Federal Housing Finance Agency Mel Watt's speech at the Bipartisan Policy Center in Washington, D.C., Thursday morning touched on two important facets of the FHFA’s conservatorships of Fannie Mae and Freddie Mac.
First, Watt talked about accomplishments among the GSEs since the establishment of the conservatorship. Second, he provided a future outlook on some of the challenges and risks associated with the conservatorship.
The conservatorships continue, now in their eighth year, with no end in sight; key officials in the Obama Administration such as Treasury Secretary Jack Lew have stated the GSEs will remain in conservatorship of the FHFA until at least the end of the Administration. The continuation of the conservatorships may present some problems, according to Watt.
“I am signaling my belief that some of the challenges and risks we are managing are escalating and will continue to do so the longer the Enterprises remain in conservatorship,” Watt said. “Consequently, I believe that I have a responsibility, both as regulator and as conservator, to identify and discuss this concern more openly.”
The chief risk with the most potential for escalating is the lack of capital for Fannie Mae and Freddie Mac. Several lawmakers have expressed concern that the GSEs’ capital buffer, set up specifically to absorb losses and which is required by law to be reduced to zero by 2018, might eventually force them to take another taxpayer-funded bailout, should the GSEs' losses exceed their capital buffer. Most recently, U.S. Reps. Stephen Lee Fincher (R-Tennessee) and Mick Mulvaney (R-South Carolina) wrote a letter to Treasury Secretary Jack Lew and Watt in early February asking the regulators to consider what effect the zero capital requirement will have on the economy and the potential risk it poses to taxpayers and the financial system. The lawmakers asked Lew and Watt what steps their respective Agencies can take in the near term to “rectify the situation.” They requested a reply by March 1.

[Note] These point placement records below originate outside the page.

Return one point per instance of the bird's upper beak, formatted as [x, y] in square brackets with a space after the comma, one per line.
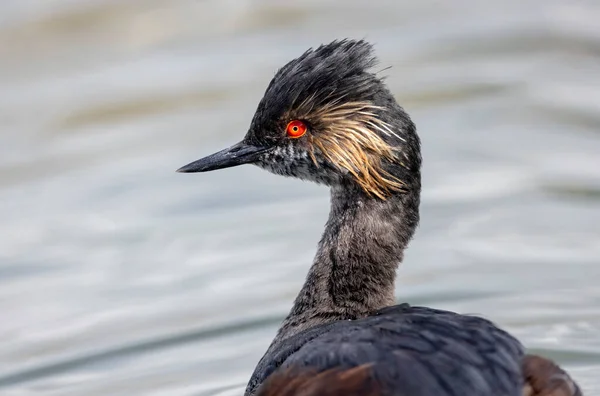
[238, 154]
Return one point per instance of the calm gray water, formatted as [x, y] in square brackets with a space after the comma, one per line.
[120, 277]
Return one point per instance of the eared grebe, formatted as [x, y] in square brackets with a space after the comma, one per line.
[325, 118]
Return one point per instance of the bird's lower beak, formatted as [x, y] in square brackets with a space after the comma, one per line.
[238, 154]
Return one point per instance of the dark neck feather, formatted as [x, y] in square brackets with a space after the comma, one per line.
[354, 270]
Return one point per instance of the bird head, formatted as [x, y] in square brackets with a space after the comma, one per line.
[325, 117]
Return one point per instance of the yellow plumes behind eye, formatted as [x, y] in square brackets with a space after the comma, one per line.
[351, 141]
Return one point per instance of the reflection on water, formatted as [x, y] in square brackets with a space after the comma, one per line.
[118, 276]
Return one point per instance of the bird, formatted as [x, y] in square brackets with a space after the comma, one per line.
[327, 118]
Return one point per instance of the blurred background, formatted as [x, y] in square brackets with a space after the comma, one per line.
[120, 277]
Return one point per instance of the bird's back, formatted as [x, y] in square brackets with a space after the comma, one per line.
[409, 351]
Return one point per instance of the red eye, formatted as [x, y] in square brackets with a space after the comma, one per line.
[296, 129]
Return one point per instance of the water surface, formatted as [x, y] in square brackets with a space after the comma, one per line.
[120, 277]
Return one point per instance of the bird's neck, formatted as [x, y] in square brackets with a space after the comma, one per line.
[354, 270]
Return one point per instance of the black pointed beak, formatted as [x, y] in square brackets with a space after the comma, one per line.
[238, 154]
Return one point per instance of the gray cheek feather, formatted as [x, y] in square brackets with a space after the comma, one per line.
[289, 161]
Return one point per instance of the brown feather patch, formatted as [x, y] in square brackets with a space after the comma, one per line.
[351, 140]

“I can assure you that these challenges are certainly not going away, and some of them are almost certain to escalate the longer the Enterprises remain in conservatorship.”
Mel Watt, FHFA Director
“Starting January 1, 2018, the Enterprises will have no capital buffer and no ability to weather quarterly losses—such as the non-credit related loss incurred by Freddie Mac in the third quarter of last year—without making a draw against the remaining Treasury commitments under the PSPAs,” Watt said on Thursday. “There are a number of non-credit related factors that could lead to a loss and result in a draw on those commitments: interest rate volatility; accounting treatment of derivatives, which are used to hedge risk but can also produce significant earnings volatility; reduced income from the Enterprises’ declining retained portfolios; and, the increasing volume of credit risk transfer transactions, which transfer both the risk of future credit losses as well as current revenues away from the Enterprises to the private sector. A disruption in the housing market or a period of economic distress could also lead to credit-related losses and trigger a draw.”
Watt noted that future draws might result in hasty legislation being passed without proper forethought.
“We know that the stakes are high for the housing finance market and for the broader economy,” Watt said. “However, as I have indicated in my remarks today, there are substantial challenges and risks associated with the unprecedented size, complexity, and duration of the conservatorships of Fannie Mae and Freddie Mac. After more than two years at FHFA, I can assure you that these challenges are certainly not going away, and some of them are almost certain to escalate the longer the Enterprises remain in conservatorship.”
On the topic of accomplishments, since the GSEs were put into conservatorship in September 2008, Watt stated that we have a “safer and more stable housing finance system.” In his speech he noted that guarantee fees have increased by two and a half times since 2009 to an appropriate level, stronger credit standards have removed unsound risk layering, and the FHFA is focused on how to support sustainable access to credit for homeowners.
“In all of these things, we have also placed greater attention on diversity and inclusion in the Enterprises’ business operations, consistent with legal standards and with projections that the future composition of homeowners, renters, and the country as a whole will be more diverse,” Watt stated.
He continued, “FHFA’s conservatorship decisions have helped navigate the Enterprises through a financial crisis and, despite the substantial negative impact of the crisis, helped prevent it from being far worse.”